Friday, June 12, 2015

Unbalanced but Centered

It's true that I enjoy certain aspects of every season, which makes me a pretty good Minnesotan, but each year, there are certain delights of summer that cannot be beat...working in the garden and watching it grow, going to the Farmer's Market, picking and eating fresh berries, going on boat rides, kayaking, having the windows open on a breezy, sunny day...the list goes on.

Last summer, our lead pastor went on sabbatical, so the other two of us pastors had to step in a bit to cover things while at the same time that we took care of ourselves and took some time to enjoy summer too.  When everything was said and done, we made it through just fine.

This summer, one of our pastors is retiring, so it is starting out feeling rather like last summer as we figure out new roles and who will cover which things.  Many days, I'm excited by the possibilities that lie ahead.  On others you might find me pressing my hands against the side of my head to quell a headache caused by stress.

On those days, I am reminded to take things one step at a time and to focus on the things that I can do something about rather than on the numerous things that I cannot.  For instance, I might not be able to finish all my lingering projects at home, but I can tackle one nagging task, like cleaning a shelf in my pantry or doing (yet) another load of laundry.

And just when I feel like the summer might pass us by without having much time to spend together with family and friends, I pause and remember what a gift it is to have so many wonderful people in our lives.  Then I get my calendar out and carve out some time to do some of the things that are on our summer "bucket list"...go camping, visit the zoo, play yard games, and simply play.

Photo by David Bengston
Whenever I get to thinking about all this, I'm always brought back to the analogy of the "big rocks"- the fact that you have to put the things that are most important in first otherwise our time will get eaten up by everything else first. 

Two of the things that I've reminded I need to be even more intentional about carving time out for (or fitting in first) are time for prayer and reflection and time to play.  These are the things that help me feel centered when life gets hectic and feels like it's about to unravel.

In times like these, I'm also reminded of the Native American teaching of being mindful of which "wolf" you feed.  That lesson says that there are two wolves inside each of us, vying for our attention.  One wolf represents things like envy and worry and discontentment.  The other represents peace, gentleness, gratefulness, and kindness.  And the moral of the story is that the wolf that wins out is the wolf that we feed.
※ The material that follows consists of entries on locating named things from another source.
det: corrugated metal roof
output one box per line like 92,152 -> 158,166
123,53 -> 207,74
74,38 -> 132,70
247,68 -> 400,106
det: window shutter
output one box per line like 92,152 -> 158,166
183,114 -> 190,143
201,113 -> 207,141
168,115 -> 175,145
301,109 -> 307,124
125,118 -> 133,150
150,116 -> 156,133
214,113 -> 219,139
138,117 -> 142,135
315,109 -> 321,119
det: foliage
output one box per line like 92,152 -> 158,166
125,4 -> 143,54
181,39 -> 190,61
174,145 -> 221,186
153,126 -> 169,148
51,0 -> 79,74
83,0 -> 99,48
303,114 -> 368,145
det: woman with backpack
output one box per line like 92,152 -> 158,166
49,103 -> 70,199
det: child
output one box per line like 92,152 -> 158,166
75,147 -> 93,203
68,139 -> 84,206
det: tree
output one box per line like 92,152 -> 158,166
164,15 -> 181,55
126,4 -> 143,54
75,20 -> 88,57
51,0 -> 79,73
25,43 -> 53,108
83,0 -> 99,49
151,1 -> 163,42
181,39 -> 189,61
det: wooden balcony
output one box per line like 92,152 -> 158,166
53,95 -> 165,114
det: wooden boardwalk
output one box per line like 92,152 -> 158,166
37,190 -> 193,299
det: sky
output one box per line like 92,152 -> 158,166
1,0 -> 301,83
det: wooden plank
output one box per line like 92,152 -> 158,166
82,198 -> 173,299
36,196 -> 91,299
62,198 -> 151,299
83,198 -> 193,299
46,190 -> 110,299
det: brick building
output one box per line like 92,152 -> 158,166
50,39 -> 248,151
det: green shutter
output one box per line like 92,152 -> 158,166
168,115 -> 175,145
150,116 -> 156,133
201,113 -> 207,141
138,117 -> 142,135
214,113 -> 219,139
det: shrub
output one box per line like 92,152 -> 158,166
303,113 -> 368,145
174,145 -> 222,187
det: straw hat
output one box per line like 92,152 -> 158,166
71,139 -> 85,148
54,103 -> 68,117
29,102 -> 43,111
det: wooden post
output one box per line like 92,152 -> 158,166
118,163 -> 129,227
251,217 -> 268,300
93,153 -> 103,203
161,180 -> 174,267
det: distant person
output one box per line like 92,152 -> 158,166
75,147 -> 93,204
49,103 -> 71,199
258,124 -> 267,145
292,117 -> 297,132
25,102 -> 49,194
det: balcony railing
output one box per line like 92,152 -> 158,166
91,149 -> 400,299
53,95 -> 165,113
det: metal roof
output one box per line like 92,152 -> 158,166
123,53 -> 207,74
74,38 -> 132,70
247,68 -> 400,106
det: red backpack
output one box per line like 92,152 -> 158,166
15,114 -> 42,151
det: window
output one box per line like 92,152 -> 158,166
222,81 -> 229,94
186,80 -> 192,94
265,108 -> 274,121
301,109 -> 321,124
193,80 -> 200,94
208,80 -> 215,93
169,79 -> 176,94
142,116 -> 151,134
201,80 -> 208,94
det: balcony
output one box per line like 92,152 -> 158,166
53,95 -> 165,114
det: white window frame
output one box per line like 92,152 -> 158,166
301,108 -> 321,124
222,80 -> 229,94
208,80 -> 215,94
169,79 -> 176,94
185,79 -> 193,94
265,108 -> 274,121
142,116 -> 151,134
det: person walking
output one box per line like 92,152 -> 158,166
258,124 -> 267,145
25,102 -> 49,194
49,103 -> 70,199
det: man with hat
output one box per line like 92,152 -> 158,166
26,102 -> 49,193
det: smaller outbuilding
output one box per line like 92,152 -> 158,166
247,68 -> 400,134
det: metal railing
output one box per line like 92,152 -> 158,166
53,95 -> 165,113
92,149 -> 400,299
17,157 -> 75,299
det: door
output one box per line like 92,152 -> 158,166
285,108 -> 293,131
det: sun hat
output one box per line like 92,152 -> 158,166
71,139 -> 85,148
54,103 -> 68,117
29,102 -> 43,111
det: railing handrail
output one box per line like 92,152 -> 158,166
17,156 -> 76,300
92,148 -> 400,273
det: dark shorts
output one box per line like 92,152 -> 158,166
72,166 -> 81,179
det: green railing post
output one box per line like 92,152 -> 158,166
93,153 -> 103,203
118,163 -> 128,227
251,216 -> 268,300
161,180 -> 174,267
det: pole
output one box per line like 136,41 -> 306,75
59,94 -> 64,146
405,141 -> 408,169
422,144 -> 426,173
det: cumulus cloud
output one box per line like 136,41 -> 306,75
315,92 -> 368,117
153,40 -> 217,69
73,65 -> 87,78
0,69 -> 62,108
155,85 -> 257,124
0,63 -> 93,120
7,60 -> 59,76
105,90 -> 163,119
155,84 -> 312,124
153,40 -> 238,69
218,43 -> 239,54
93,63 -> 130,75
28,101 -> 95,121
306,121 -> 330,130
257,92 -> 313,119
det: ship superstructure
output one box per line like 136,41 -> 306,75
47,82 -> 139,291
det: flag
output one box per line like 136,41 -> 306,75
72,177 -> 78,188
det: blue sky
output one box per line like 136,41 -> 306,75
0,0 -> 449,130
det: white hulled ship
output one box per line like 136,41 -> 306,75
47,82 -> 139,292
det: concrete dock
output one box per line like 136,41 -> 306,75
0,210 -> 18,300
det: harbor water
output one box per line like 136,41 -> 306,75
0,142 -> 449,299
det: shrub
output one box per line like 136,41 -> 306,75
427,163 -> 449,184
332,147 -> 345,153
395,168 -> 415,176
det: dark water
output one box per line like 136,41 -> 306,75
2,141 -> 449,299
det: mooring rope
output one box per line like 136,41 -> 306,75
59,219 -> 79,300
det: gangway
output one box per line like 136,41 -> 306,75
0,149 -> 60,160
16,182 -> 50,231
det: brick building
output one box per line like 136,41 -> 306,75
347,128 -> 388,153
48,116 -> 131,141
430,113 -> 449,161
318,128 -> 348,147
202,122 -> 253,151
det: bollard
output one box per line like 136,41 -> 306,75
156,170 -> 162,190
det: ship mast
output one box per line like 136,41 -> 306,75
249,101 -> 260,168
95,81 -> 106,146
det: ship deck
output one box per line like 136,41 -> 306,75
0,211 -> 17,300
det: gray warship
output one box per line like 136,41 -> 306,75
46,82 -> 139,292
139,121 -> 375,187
So in my own life, the wolf that I want to feed is the one that represents kindness, contentment, joy, and peace.  That is the legacy I want to pass on to my children and the things that I want to define our life as a family.  And spending time with God, even if it's just a couple of minutes, and taking time to simply play are two of the best ways to feed that wolf, rather than get caught up fretting and being anxious.

After all, feeling anxious and stressed is a sure-fire way to stifle the joys of summer.  On the other hand, sitting down with a good book, going for a simple family walk, and starting my day with a moment of (mostly) quiet prayer make me more ready and able to say with a smile, bring it on!